Également, le régime de la LCPE, qui prévoit les nombreuses dispositions applicables aux substances toxiques (dont plusieurs portent sur les pouvoirs réglementaires associés à ces substances toxiques), ne semble pas adapté aux AMP. Notamment, ces dispositions octroient au gouvernement  le pouvoir  d’édicter des règlements limitant ou interdisant les rejets dans l’environnement, l’exportation, l’importation, la fabrication, la transformation, l’utilisation et la vente de toute substance toxique. Comme le relate le résumé de l’étude d’impact réglementaire accompagnant le Décret, les AMP ne sont toxiques ni de manière inhérente, ni lors de leur utilisation : c’est seulement lorsqu’ils sortent du flux de gestion des matières résiduelles et entrent dans l’environnement qu’ils deviennent de la « pollution plastique ». Vu la nature intrinsèquement non toxique des AMP, les pouvoirs réglementaires ci-haut semblent inadéquats et excessifs par rapport à ceux-ci.

Les axes d’intervention

Si la désignation des AMP comme substances toxiques au sens de la LCPE semble excéder le champ de compétence du droit criminel, les mesures annoncées par le gouvernement fédéral confirment que celui-ci veut intervenir bien au-delà de ce champ de compétence. Les trois axes d’intervention annoncés par le gouvernement fédéral sont les suivants :

  • La fabrication de certains AMP à usage unique sera restreinte ou interdite.
  • Les AMP devront contenir un minimum de contenu recyclé.
  • Des normes nationales sur la responsabilité élargie des producteurs d’AMP seront implantées.

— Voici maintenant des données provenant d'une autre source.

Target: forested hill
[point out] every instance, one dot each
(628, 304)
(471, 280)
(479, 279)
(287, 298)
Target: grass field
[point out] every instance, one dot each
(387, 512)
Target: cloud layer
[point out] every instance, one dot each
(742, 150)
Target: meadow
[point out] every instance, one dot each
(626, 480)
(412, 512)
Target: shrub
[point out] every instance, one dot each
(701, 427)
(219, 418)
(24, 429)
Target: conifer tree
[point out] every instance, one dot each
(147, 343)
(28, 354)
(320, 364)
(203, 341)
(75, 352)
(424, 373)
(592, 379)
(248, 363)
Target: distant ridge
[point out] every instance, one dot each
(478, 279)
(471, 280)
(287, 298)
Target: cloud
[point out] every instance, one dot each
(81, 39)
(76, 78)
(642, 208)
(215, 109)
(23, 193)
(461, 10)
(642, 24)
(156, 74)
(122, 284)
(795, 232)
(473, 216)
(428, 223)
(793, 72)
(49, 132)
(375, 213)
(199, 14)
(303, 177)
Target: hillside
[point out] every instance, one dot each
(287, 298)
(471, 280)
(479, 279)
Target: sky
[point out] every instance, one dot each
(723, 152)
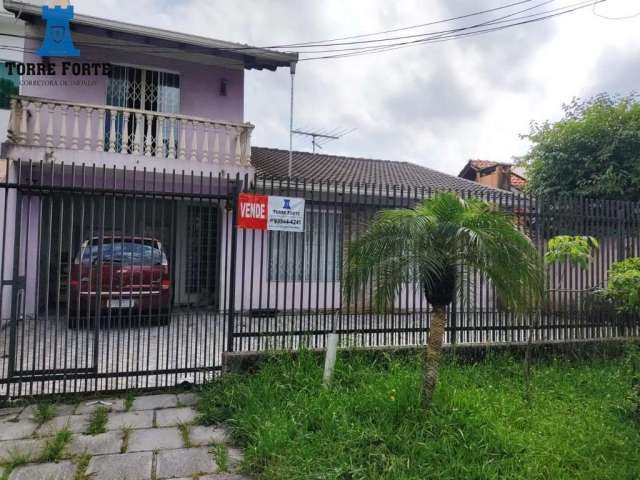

De l’aveu même du gouvernement fédéral, ces interventions visent à soutenir et à renforcer les systèmes de recyclage des plastiques et à créer les conditions nécessaires à la mise en place d’une économie circulaire. Ces objectifs, bien que louables, s’éloignent nettement de la compétence sur laquelle repose le régime des substances toxiques de la LCPE, soit le droit criminel, et empiètent sur la compétence provinciale en matière de gestion des matières résiduelles.

Conclusion

En somme, l’ajout des AMP à la liste des substances toxiques de la LCPE nous semble excéder les balises de la compétence du droit criminel, tel que circonscrit par la Cour suprême en 1997, puisqu’il ne permet pas de cibler assez précisément et limitativement les substances visées et puisqu’il ouvre la possibilité d’interdictions « inutilement larges » et d’empiétements évidents sur les champs de compétence provinciale.

Au moment d’écrire ces lignes, la Coalition pour une utilisation responsable du plastique, un regroupement de l’industrie pétrochimique, déposait un avis de requête à la Cour fédérale du Canada afin de contester le Décret, notamment en invoquant l’absence de compétence du gouvernement fédéral sur la question de la gestion des matières résiduelles.

 

  1. DORS/2021-86.
  2. 0 & 31 Vict., c. 3 (R.-U.).
  3. c. Hydro-Québec, [1997] 3 RCS 213.